If that hope took many forms, maybe they can be summed up as the hope for better men. Bourdain’s writing and spirit should forever put to bed the lies that empathy is weakness, that feminism is an option, and that introspection is narcissism. He cultivated flintiness, a style of anger and aplomb through which his optimism shone more forcefully.
Adrift myself not long ago, I wound up working a Bourdain event in Hollywood, not sure, exactly, what the ticket holders expected to see. All he did was walk onstage and talk — no moderator, no book to read from — to his audience. You could almost call it stand-up comedy, but he wasn’t telling jokes; he was being funny. He segued to new topics as they occurred to him. He seemed delighted whenever someone would shout something out, and at other times he asked for help remembering a detail, a name or place he wanted to be precise about. The ethics of eating pork came up. A committed omnivore, Bourdain spoke to his guilt: “Pigs, well, they’re smarter than dogs,” he said.
He wore those contradictions well, and that was part of what turned him into the face of enlightened masculinity. His fearlessness was not toward war and violence — it was in lifting up the victims, or sitting down to eat with them while listening to their stories. He vocally supported the rights and dignity of immigrants, the “backbone” of the restaurant industry, and exposed the privilege that comes with being a white American man, happy to showcase the moment a Lebanese editor dismantled his romantic view of her country. He called Henry Kissinger a “murderous scumbag” for bombing Cambodia and wrecked Alec Baldwin when the actor sparred with Bourdain’s girlfriend, Asia Argento, an outspoken #MeToo advocate who accused Harvey Weinstein of rape. In fact, he went after any predator and every misogynist who saw the current reckoning as a fraud.
There’s no denying the old-school maleness of his fury, his vulgarity and emasculating barbs, some of which he no doubt picked up in cutthroat kitchens. But he showed us how powerful that rage is when directed at deserving targets. It was a rage that told the truth. The heartbreak of his death is knowing this emotion bent inward, as well, and uncontrollably — that he could not be generous to himself the way he was to others. What would he think of the countless stories circulating today in which he figures as a beacon of resilience, encouragement, and friendship? In which people confess their awe at his easy grace and boundless curiosity? It would have been so predictable for a guy like him — handsome, charismatic, cultured, prolific, and successful only after years of struggle — to take the “bad boy” schtick to heart and turn heel as a major celebrity.
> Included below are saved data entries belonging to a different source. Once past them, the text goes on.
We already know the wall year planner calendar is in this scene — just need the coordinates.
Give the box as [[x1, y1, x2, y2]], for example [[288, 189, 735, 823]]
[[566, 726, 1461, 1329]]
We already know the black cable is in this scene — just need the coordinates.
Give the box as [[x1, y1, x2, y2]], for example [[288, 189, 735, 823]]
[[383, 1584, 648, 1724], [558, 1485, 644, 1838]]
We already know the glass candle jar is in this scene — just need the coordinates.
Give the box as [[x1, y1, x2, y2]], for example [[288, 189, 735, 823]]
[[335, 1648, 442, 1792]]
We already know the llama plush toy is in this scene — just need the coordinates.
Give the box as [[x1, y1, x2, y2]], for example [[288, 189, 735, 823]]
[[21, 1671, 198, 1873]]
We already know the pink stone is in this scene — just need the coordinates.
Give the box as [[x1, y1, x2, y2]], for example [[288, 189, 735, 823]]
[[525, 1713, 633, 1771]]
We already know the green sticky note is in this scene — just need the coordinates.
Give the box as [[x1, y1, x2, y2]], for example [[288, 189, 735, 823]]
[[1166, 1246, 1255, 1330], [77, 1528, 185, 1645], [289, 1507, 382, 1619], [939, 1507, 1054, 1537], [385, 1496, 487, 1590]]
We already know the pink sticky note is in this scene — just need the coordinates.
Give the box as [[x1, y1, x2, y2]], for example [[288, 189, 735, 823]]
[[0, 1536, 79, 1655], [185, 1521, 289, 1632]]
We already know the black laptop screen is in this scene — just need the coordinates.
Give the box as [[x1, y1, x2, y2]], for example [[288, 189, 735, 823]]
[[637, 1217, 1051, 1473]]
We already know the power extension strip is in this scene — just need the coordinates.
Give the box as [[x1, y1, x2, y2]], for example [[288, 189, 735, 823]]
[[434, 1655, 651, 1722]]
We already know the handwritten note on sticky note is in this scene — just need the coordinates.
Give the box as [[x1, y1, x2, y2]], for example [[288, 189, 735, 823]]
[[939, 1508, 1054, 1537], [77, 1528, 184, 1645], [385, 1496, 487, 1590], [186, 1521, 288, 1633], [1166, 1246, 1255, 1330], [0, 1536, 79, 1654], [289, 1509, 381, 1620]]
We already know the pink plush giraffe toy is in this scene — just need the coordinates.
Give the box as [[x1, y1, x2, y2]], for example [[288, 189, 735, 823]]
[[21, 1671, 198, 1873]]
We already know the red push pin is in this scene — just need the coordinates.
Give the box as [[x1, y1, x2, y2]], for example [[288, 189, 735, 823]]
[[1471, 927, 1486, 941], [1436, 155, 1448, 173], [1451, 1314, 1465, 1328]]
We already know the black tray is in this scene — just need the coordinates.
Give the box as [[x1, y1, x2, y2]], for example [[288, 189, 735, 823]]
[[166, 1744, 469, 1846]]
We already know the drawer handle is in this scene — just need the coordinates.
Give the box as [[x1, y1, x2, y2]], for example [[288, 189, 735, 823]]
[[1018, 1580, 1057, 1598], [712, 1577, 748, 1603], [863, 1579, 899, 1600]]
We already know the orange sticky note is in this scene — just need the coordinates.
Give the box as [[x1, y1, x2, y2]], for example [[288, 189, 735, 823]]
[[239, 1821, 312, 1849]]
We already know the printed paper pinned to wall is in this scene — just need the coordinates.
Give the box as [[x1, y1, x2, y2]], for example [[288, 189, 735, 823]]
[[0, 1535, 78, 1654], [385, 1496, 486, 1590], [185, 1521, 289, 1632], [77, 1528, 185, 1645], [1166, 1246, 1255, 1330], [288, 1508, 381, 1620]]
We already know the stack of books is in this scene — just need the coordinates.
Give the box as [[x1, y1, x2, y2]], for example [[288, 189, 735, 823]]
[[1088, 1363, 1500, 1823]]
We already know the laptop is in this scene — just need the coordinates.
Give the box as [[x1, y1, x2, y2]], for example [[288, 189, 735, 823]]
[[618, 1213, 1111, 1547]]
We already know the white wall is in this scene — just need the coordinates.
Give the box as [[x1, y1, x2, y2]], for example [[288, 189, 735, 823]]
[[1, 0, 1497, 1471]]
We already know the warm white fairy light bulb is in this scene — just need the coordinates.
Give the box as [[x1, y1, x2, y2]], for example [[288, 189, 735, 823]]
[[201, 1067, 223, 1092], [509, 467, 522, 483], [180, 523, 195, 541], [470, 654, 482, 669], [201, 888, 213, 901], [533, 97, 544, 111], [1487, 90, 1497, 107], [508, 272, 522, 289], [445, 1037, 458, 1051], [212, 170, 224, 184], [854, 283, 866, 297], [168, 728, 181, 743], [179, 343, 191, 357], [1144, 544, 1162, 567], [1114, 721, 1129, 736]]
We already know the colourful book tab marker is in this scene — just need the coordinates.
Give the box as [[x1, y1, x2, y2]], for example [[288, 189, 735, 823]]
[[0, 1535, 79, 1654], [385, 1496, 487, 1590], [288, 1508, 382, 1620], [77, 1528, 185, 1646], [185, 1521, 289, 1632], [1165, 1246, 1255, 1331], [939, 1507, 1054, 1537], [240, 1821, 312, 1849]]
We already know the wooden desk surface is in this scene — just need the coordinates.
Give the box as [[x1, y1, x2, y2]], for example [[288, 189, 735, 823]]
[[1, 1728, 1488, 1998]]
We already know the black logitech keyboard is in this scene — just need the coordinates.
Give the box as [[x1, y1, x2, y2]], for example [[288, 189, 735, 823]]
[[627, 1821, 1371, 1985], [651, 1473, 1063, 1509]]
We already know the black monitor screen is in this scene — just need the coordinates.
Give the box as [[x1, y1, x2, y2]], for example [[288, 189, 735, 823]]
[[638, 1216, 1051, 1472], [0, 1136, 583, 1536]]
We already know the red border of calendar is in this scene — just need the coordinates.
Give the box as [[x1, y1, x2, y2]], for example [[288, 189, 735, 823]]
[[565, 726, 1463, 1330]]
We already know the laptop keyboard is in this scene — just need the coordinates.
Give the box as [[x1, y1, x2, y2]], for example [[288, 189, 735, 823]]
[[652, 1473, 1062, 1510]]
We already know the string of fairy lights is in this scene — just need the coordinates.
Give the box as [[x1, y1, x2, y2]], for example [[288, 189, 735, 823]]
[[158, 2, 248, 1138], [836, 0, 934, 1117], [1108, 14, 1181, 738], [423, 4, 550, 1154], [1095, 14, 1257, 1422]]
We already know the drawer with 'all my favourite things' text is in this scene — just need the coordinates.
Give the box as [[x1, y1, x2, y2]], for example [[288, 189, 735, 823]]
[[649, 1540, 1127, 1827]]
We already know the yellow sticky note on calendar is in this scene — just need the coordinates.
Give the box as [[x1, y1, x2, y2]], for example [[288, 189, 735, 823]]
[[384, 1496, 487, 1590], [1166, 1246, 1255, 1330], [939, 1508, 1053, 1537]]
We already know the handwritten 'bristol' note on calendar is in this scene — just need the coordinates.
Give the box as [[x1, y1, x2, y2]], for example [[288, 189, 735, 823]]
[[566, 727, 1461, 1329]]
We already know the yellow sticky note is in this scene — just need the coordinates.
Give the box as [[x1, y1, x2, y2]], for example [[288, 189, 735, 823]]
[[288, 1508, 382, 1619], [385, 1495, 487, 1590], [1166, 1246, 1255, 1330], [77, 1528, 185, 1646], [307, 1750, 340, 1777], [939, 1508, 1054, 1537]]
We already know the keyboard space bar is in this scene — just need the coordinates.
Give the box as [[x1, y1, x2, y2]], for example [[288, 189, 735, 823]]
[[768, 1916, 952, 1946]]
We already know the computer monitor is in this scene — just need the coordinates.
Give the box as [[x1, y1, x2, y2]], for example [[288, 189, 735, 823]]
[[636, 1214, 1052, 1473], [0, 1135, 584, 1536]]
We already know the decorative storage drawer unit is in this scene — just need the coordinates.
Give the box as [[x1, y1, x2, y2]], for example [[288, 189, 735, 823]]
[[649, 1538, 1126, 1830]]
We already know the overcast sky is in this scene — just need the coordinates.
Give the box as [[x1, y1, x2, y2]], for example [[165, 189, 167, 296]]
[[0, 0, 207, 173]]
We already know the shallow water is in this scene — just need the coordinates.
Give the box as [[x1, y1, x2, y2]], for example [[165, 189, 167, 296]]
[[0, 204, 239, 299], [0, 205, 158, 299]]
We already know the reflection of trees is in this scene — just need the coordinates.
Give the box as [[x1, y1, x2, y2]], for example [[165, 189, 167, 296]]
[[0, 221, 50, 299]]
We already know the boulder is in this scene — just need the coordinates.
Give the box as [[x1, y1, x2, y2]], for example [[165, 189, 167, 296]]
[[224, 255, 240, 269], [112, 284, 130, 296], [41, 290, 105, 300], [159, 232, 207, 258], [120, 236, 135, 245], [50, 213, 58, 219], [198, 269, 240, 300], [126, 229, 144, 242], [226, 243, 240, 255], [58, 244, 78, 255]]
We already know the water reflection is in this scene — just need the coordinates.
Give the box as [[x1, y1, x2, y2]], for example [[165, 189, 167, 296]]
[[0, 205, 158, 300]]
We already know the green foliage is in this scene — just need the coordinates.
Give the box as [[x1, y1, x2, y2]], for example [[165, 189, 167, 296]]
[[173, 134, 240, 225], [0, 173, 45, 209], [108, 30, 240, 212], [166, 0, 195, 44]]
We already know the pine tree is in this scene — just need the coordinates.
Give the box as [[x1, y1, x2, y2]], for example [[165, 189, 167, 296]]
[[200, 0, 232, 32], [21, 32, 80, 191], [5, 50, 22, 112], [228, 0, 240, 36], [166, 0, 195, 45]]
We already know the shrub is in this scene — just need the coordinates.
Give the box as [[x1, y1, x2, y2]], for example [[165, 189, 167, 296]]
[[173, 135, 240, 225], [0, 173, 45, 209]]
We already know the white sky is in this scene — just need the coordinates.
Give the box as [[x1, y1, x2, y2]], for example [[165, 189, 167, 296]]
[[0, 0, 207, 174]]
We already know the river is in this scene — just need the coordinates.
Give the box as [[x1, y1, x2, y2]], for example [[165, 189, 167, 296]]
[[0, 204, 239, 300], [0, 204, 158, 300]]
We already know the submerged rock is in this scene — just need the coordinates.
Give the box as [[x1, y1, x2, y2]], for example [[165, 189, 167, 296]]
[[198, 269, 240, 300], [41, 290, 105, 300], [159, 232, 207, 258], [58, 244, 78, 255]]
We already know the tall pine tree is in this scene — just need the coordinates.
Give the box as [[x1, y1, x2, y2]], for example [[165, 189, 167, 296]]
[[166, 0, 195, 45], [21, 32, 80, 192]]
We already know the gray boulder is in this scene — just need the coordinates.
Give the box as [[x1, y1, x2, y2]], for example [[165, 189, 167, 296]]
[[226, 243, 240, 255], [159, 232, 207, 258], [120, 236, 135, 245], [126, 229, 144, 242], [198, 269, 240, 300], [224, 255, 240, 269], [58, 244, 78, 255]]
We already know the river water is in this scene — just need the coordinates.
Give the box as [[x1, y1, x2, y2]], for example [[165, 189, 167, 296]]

Instead, he was humble enough to have a transcendent experience at Waffle House.
It’s funny how, even before he died, Bourdain’s legacy had moved well past the culinary. Food was a thread that connected bigger ideas. He was a philosopher without pretension, a journalist who cared about his subjects, and an explorer willing to let a place explain itself rather than intellectually colonize it. Some like to gripe that it’s “hard to be a man” in this day and age, and what they mean is they fear being outed as the assholes they probably are. They can take this sad occasion to reframe that thought: the difficulty of being a man in the 21st century is the challenge of rising to Bourdain’s level. Because if he isn’t the kind of man you strive to be, you are already lost.